Disclosure requirements under Topic 718 will still apply, however, regardless of whether a change prompts modification accounting or not. The new standard takes effect for interim and annual periods beginning after Dec. 15, and early adoption is permitted.
With respect to service concession arrangements, FASB issued ASU 2017-10 to clear up differences in how companies determine who is the customer in such arrangements. Service concession arrangements commonly govern the operation of facilities like airports, roads, bridges, tunnels, prisons, and hospitals, which are often built by and owned by governmental or public sector bodies.

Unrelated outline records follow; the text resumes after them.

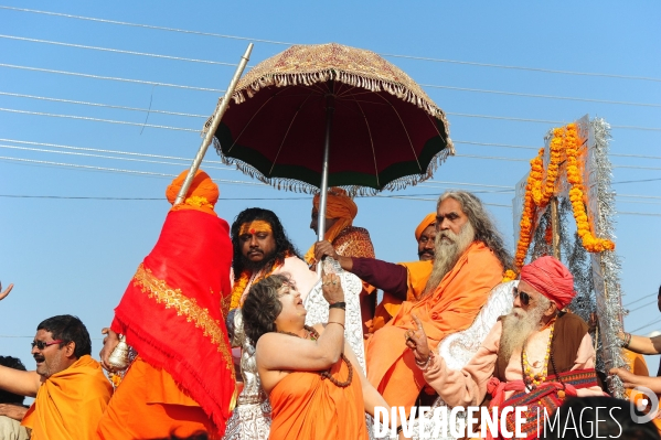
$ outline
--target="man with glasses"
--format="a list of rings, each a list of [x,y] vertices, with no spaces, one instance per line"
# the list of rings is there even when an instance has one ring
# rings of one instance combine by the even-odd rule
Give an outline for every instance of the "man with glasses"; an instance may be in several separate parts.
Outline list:
[[[522,431],[536,438],[543,426],[537,417],[551,416],[566,397],[604,395],[587,324],[563,312],[575,296],[569,270],[554,257],[542,257],[521,269],[514,309],[495,323],[462,369],[448,369],[429,350],[417,319],[407,345],[425,380],[448,406],[527,407]],[[514,412],[505,417],[513,427]]]
[[[32,430],[32,440],[96,438],[113,387],[90,351],[83,322],[64,314],[49,318],[36,328],[32,342],[36,371],[0,366],[1,389],[35,397],[22,421]]]

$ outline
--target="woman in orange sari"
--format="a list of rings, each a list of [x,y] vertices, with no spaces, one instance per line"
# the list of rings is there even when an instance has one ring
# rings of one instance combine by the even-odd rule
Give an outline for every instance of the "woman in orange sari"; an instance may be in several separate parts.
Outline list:
[[[323,277],[326,325],[305,325],[296,286],[274,275],[250,288],[244,330],[256,343],[257,372],[269,396],[269,439],[367,439],[365,411],[390,407],[344,342],[344,292],[335,275]]]

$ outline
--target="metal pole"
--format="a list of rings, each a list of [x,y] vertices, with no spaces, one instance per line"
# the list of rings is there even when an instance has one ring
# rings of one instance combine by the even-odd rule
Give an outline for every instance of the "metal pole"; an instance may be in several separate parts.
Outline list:
[[[326,139],[323,140],[323,163],[321,164],[321,193],[319,194],[319,219],[317,223],[317,239],[323,242],[326,234],[326,202],[328,198],[328,161],[330,151],[330,132],[335,111],[335,96],[333,82],[330,82],[330,92],[326,95]],[[317,261],[317,273],[321,276],[321,261]]]
[[[557,212],[557,197],[551,197],[551,233],[553,237],[553,256],[559,260],[559,214]]]
[[[241,78],[241,75],[243,74],[244,68],[246,67],[246,64],[248,64],[248,61],[250,60],[250,52],[253,52],[253,43],[248,44],[248,47],[246,49],[246,53],[241,57],[241,62],[238,63],[238,66],[236,67],[236,72],[234,73],[234,76],[232,77],[232,81],[230,82],[230,86],[227,87],[227,90],[225,92],[225,96],[223,97],[223,100],[221,101],[221,106],[216,109],[215,114],[213,115],[213,119],[211,120],[211,127],[209,127],[209,130],[206,131],[206,135],[204,136],[204,139],[202,140],[202,144],[200,146],[200,149],[198,150],[198,154],[195,154],[195,159],[193,159],[193,163],[191,163],[189,174],[185,176],[185,180],[183,181],[183,184],[181,185],[181,189],[179,190],[179,194],[177,194],[177,200],[174,201],[175,205],[178,205],[184,201],[185,194],[189,192],[189,189],[191,187],[193,178],[195,176],[195,173],[200,169],[202,159],[204,159],[204,154],[206,154],[206,150],[209,149],[209,146],[211,144],[211,141],[218,128],[218,125],[221,124],[221,119],[223,118],[223,115],[225,114],[225,110],[227,109],[227,106],[230,105],[230,99],[232,98],[232,95],[234,94],[234,89],[236,88],[236,83],[238,83],[238,79]]]

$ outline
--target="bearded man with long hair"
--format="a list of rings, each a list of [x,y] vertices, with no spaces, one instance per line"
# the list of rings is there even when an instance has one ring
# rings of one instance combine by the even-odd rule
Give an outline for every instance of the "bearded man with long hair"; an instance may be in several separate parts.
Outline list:
[[[411,408],[425,385],[405,344],[406,332],[414,329],[413,314],[420,319],[435,348],[448,334],[470,326],[511,266],[500,233],[471,193],[449,191],[439,197],[436,230],[433,262],[339,259],[345,270],[362,280],[413,299],[404,301],[367,342],[367,378],[391,406]]]
[[[317,282],[317,273],[299,257],[278,216],[268,210],[242,211],[231,229],[234,272],[227,316],[233,357],[242,377],[242,391],[227,422],[225,440],[266,440],[270,428],[270,406],[256,369],[255,343],[244,331],[243,302],[250,288],[271,275],[287,273],[305,299]]]
[[[554,257],[537,258],[521,269],[513,293],[514,309],[495,323],[462,369],[449,369],[441,356],[434,355],[417,319],[407,345],[424,379],[448,406],[482,404],[489,414],[498,408],[499,420],[504,408],[527,407],[522,438],[536,439],[542,426],[537,418],[551,416],[565,398],[605,394],[587,324],[563,311],[576,296],[569,270]],[[514,414],[503,417],[507,423],[497,425],[513,432]]]

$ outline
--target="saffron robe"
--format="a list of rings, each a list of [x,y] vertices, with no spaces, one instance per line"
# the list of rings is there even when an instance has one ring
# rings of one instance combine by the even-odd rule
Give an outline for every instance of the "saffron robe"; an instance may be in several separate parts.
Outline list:
[[[561,321],[563,321],[562,324]],[[523,384],[521,348],[514,350],[509,359],[499,356],[501,335],[502,321],[499,320],[473,358],[460,371],[447,369],[441,356],[434,357],[424,373],[424,377],[448,406],[480,405],[488,391],[493,396],[490,404],[499,408],[510,405],[508,401],[510,398],[519,396],[520,399],[525,399],[527,393]],[[550,335],[551,326],[546,326],[530,336],[526,343],[525,353],[531,374],[543,374],[544,372],[544,357],[550,346]],[[563,382],[566,386],[566,396],[606,395],[599,386],[595,373],[596,354],[593,340],[587,333],[587,324],[580,318],[572,313],[558,316],[551,348],[558,368],[557,373],[565,376]],[[572,377],[566,375],[567,372],[575,372],[582,380],[572,384]],[[548,362],[547,376],[553,374],[553,367]],[[557,389],[563,389],[557,380],[544,382],[540,385],[540,389],[550,384],[554,385],[553,389],[556,388],[556,385]],[[531,415],[536,415],[536,410],[531,408],[537,404],[537,399],[532,405],[521,406],[527,406]],[[557,393],[553,391],[550,399],[539,404],[541,407],[547,407],[547,414],[552,414],[559,406],[557,400],[559,400]],[[543,410],[540,410],[540,414],[544,414]],[[536,425],[536,420],[531,415],[526,418]],[[530,433],[526,438],[535,438],[535,433]]]
[[[117,399],[110,400],[107,416],[99,422],[103,439],[136,438],[131,431],[139,432],[142,427],[126,427],[127,420],[119,415],[128,414],[145,415],[130,419],[137,425],[159,419],[160,426],[148,432],[167,434],[182,426],[206,426],[203,410],[213,420],[210,436],[225,430],[235,404],[235,375],[224,322],[231,300],[228,232],[225,221],[201,210],[168,214],[158,243],[115,309],[113,331],[125,334],[126,342],[149,365],[138,364],[127,371],[127,387],[119,386]],[[156,394],[143,386],[162,389]],[[126,395],[131,388],[147,399]],[[198,409],[191,409],[191,400]],[[135,408],[137,405],[141,408]],[[163,410],[174,405],[180,410]]]
[[[343,382],[349,368],[340,359],[331,374]],[[269,400],[269,440],[369,439],[363,391],[355,374],[348,387],[340,388],[319,372],[294,372],[275,386]]]
[[[96,439],[111,395],[100,364],[85,355],[43,382],[21,425],[32,429],[32,440]]]
[[[172,376],[138,356],[113,396],[98,426],[102,439],[188,438],[203,431],[220,438],[204,410]]]
[[[436,290],[417,302],[405,301],[388,323],[367,341],[367,378],[391,406],[412,407],[425,385],[404,334],[416,314],[431,350],[448,334],[466,330],[502,279],[502,265],[482,243],[473,242]]]

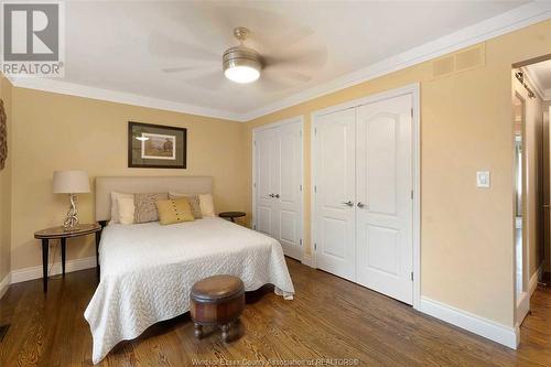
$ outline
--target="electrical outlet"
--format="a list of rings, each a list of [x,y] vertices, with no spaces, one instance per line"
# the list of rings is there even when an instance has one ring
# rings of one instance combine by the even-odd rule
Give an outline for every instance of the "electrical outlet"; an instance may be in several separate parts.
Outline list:
[[[489,188],[489,171],[476,172],[476,187]]]

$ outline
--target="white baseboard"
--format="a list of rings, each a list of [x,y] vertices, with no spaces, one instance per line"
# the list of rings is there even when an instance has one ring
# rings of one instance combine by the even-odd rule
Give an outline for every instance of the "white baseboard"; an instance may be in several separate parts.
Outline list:
[[[306,253],[304,253],[302,256],[302,263],[304,263],[307,267],[316,269],[315,257],[313,255],[306,255]]]
[[[95,267],[96,267],[95,256],[84,259],[68,260],[65,263],[65,272],[78,271]],[[50,276],[61,274],[62,263],[55,262],[54,265],[50,265],[48,270],[50,270],[48,273]],[[11,284],[40,278],[42,278],[42,266],[18,269],[11,272]]]
[[[0,282],[0,299],[8,292],[11,282],[11,272],[9,272]]]
[[[528,290],[530,291],[530,296],[532,296],[533,292],[536,292],[536,289],[538,288],[538,282],[540,281],[541,277],[543,276],[543,262],[540,265],[538,270],[530,277],[530,281],[528,282]]]
[[[517,349],[519,343],[519,331],[517,327],[505,326],[424,296],[421,296],[419,311],[503,344],[511,349]]]

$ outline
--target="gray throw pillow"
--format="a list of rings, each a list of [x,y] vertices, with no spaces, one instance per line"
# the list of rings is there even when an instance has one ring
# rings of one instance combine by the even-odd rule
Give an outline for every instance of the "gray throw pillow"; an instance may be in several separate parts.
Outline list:
[[[192,214],[195,219],[203,219],[203,214],[201,214],[201,199],[199,195],[194,194],[169,194],[170,198],[185,197],[187,202],[190,202],[190,206],[192,207]]]
[[[165,201],[168,198],[169,193],[134,194],[134,223],[159,220],[155,202]]]

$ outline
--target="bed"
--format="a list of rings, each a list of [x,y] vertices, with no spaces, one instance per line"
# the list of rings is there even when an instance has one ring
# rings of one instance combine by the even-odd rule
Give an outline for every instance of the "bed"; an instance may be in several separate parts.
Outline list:
[[[110,217],[110,192],[212,191],[210,177],[97,177],[96,219]],[[187,311],[194,282],[227,273],[246,291],[273,284],[292,299],[293,283],[281,245],[260,233],[217,217],[161,226],[158,222],[107,226],[99,245],[100,282],[86,311],[93,363],[121,341]],[[190,335],[193,337],[193,335]]]

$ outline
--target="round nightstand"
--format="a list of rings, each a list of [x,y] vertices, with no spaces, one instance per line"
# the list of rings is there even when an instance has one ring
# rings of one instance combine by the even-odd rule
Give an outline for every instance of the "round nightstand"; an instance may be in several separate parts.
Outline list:
[[[50,249],[51,239],[60,239],[62,245],[62,272],[65,277],[65,245],[67,238],[80,237],[86,235],[96,234],[96,265],[99,277],[99,262],[98,262],[98,246],[101,236],[101,226],[97,223],[80,224],[75,229],[65,229],[64,227],[46,228],[34,233],[34,238],[42,240],[42,272],[44,293],[47,292],[47,252]]]
[[[247,213],[245,212],[223,212],[220,214],[218,214],[218,216],[220,218],[229,218],[229,220],[231,222],[236,222],[236,218],[239,218],[239,217],[245,217],[247,215]]]

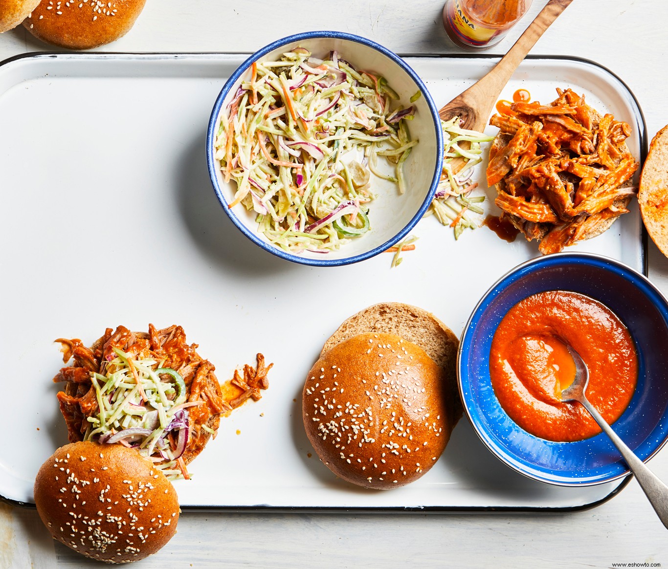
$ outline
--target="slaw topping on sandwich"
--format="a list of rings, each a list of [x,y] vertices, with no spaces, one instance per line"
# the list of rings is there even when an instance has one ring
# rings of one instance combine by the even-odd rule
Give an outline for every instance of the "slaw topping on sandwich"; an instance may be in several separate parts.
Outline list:
[[[71,442],[132,447],[170,478],[189,478],[186,464],[215,435],[222,398],[214,366],[188,345],[180,326],[131,332],[108,328],[87,348],[63,338],[63,361],[74,363],[53,378]]]

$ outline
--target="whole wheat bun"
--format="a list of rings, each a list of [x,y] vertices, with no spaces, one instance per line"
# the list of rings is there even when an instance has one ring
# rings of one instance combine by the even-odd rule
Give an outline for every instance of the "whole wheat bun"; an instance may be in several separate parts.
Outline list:
[[[16,27],[39,3],[39,0],[0,0],[0,33]]]
[[[150,461],[120,445],[61,447],[39,469],[34,492],[53,538],[93,559],[143,559],[176,532],[174,487]]]
[[[649,236],[668,256],[668,126],[649,145],[640,174],[638,203]]]
[[[402,303],[380,303],[353,315],[343,322],[325,343],[322,357],[340,342],[365,332],[385,332],[417,344],[440,365],[450,391],[450,416],[454,427],[462,417],[462,401],[457,385],[457,349],[459,340],[431,313]]]
[[[61,47],[90,49],[125,35],[146,0],[42,0],[23,26]]]
[[[315,363],[304,385],[309,440],[337,476],[388,490],[420,478],[438,459],[454,420],[443,368],[419,346],[369,332]]]

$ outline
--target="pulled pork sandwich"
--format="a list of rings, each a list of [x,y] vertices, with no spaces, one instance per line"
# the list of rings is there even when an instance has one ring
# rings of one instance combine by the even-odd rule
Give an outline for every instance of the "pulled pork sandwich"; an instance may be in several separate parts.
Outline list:
[[[108,328],[90,348],[59,338],[63,360],[53,378],[70,442],[136,448],[168,478],[188,478],[186,465],[215,436],[224,400],[213,365],[188,345],[180,326],[148,333]]]
[[[176,532],[174,487],[150,460],[121,445],[61,447],[39,469],[34,494],[53,539],[98,561],[143,559]]]
[[[548,105],[517,102],[492,117],[500,132],[490,150],[487,184],[495,203],[543,254],[605,231],[637,188],[638,163],[627,147],[631,127],[601,117],[570,89]]]

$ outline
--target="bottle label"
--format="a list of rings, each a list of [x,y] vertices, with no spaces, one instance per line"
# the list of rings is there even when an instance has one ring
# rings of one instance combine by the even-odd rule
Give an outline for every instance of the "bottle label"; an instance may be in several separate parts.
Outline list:
[[[448,19],[452,31],[461,41],[473,45],[484,45],[494,37],[498,30],[474,23],[462,7],[460,0],[451,0]]]

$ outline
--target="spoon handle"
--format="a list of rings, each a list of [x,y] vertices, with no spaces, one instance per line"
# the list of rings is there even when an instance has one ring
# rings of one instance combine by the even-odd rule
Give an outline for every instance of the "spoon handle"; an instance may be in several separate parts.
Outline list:
[[[643,489],[647,496],[649,503],[657,512],[659,519],[661,523],[668,528],[668,486],[664,484],[659,478],[650,470],[643,461],[641,461],[635,453],[627,446],[626,443],[619,438],[612,427],[606,422],[605,419],[601,416],[593,405],[586,399],[580,399],[581,403],[591,416],[596,419],[596,422],[603,429],[606,434],[610,437],[615,446],[617,447],[624,460],[631,468],[638,484]]]

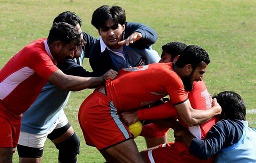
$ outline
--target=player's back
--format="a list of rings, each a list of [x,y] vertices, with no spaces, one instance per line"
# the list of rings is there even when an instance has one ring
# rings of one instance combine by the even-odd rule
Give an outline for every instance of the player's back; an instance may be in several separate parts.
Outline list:
[[[116,79],[106,84],[108,95],[118,111],[138,108],[168,95],[166,85],[177,76],[172,63],[122,69]]]

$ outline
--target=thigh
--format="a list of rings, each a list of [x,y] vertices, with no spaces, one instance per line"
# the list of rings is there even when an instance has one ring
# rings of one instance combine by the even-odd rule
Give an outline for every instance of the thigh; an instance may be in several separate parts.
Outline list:
[[[20,130],[20,118],[17,118],[12,121],[0,114],[0,148],[16,147]]]
[[[82,104],[78,120],[86,144],[101,150],[132,136],[120,120],[111,100],[99,94],[94,92]]]
[[[12,162],[12,148],[0,148],[0,163]]]
[[[144,162],[133,139],[102,150],[100,152],[111,162]]]
[[[47,138],[47,134],[32,134],[24,132],[20,133],[18,144],[24,146],[42,148],[44,146]]]

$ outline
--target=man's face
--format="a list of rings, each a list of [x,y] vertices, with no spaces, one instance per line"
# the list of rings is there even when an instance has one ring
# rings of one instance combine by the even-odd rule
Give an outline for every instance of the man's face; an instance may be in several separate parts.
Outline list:
[[[163,50],[161,54],[161,60],[159,60],[159,62],[168,63],[173,62],[170,60],[171,58],[170,54],[168,54],[166,50]]]
[[[124,24],[121,25],[120,24],[116,24],[112,20],[108,20],[103,28],[100,28],[98,34],[109,48],[118,49],[122,46],[118,43],[123,40],[124,26]]]
[[[78,24],[76,26],[75,28],[76,30],[78,31],[78,33],[81,34],[80,35],[80,40],[81,41],[80,46],[78,46],[78,48],[74,52],[74,56],[73,56],[74,58],[77,58],[81,56],[82,52],[82,46],[84,46],[86,42],[83,39],[82,30],[81,29],[81,26],[80,26],[79,24]]]
[[[202,61],[200,66],[198,66],[194,70],[192,70],[190,74],[182,78],[182,81],[186,90],[192,90],[194,82],[202,80],[204,74],[206,72],[206,66],[207,64]]]

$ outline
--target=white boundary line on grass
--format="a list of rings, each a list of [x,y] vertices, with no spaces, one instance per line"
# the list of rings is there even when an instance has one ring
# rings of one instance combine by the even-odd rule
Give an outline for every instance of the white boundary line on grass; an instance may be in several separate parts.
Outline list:
[[[256,108],[246,110],[246,113],[248,114],[256,113]]]

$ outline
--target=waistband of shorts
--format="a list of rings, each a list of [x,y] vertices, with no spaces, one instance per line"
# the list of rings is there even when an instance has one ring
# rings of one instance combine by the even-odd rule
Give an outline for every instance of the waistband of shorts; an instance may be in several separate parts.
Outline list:
[[[97,96],[100,96],[102,97],[102,98],[104,98],[106,100],[112,100],[111,98],[108,96],[108,94],[106,93],[106,87],[105,87],[105,91],[106,92],[106,93],[107,94],[104,94],[101,93],[98,91],[98,89],[100,89],[100,88],[101,87],[98,87],[96,88],[94,91],[94,94],[96,94]]]

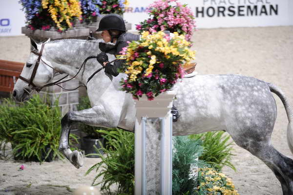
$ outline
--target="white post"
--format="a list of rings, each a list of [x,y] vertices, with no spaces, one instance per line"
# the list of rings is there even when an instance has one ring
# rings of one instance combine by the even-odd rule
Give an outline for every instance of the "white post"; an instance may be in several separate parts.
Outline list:
[[[146,167],[148,169],[160,167],[160,171],[157,174],[160,175],[160,191],[157,191],[160,192],[161,195],[172,194],[172,115],[170,110],[176,92],[175,90],[168,91],[159,95],[151,101],[148,101],[146,96],[143,96],[139,101],[135,101],[135,195],[146,195],[146,193],[148,195],[155,194],[152,192],[154,191],[148,190],[150,188],[148,186],[150,185],[149,184],[150,180],[156,178],[147,178],[148,173],[146,173]],[[158,120],[160,121],[160,127],[157,128],[159,130],[155,128],[153,130],[152,128],[147,128],[149,126],[146,125],[146,122],[150,119],[153,121]],[[160,133],[158,135],[158,139],[157,139],[156,133]],[[156,144],[157,141],[160,145],[160,160],[158,163],[159,164],[156,164],[155,166],[153,166],[154,162],[152,162],[152,165],[148,166],[147,163],[149,162],[146,160],[146,152],[148,152],[147,156],[149,158],[150,155],[155,155],[155,152],[148,151],[148,148],[146,148],[146,145],[151,145],[152,143],[149,143],[151,141],[154,142],[152,143],[153,144]],[[153,158],[155,159],[156,156],[153,156]],[[156,170],[147,170],[147,172],[152,171]],[[157,192],[156,190],[154,192]]]

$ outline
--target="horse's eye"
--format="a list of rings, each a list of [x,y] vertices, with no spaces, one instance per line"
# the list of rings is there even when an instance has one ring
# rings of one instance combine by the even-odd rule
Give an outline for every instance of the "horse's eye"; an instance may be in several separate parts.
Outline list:
[[[30,64],[30,63],[26,63],[26,67],[27,67],[28,68],[30,67],[30,66],[32,66],[32,65],[33,65],[32,64]]]

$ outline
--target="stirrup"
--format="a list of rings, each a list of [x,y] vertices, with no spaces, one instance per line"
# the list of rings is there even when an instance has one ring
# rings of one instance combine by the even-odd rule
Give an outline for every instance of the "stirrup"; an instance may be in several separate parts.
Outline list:
[[[173,122],[177,122],[179,118],[179,112],[177,110],[176,108],[172,107],[171,108],[171,113],[172,114],[172,119]]]

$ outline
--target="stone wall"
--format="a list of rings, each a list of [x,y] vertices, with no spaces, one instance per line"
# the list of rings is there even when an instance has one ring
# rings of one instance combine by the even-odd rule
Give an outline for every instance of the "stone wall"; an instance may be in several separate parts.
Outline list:
[[[60,79],[64,75],[60,75],[56,77],[56,80]],[[66,79],[68,79],[66,78]],[[61,86],[66,89],[74,89],[79,86],[79,82],[74,79],[61,84]],[[58,86],[50,86],[44,88],[41,92],[42,96],[47,95],[47,101],[53,105],[59,98],[59,105],[61,108],[62,116],[64,116],[69,111],[76,110],[79,104],[79,88],[74,90],[67,90]]]

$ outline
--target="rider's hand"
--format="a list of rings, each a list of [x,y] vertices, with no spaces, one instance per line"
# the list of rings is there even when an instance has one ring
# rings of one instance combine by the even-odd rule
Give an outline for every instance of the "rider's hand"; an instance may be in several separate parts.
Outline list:
[[[103,63],[108,60],[108,56],[105,52],[101,52],[97,56],[97,60],[100,64],[103,65]]]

Often the public sector body granting operating rights to the infrastructure retains control over the facility including responsibility for capital-intensive maintenance. The arrangements place them in a curious place between lease accounting requirements and revenue recognition guidance, prompting FASB to issue the clarifying guidance.
The provisions of the new guidance are best illustrated in a short example, FASB says. When a public sector enters into an arrangement with an operating entity for a toll road that will be used by third parties, namely the drivers of vehicles that use the road, then the customer is the government entity, not the drivers, FASB says. The standard takes effect with the new revenue recognition standard.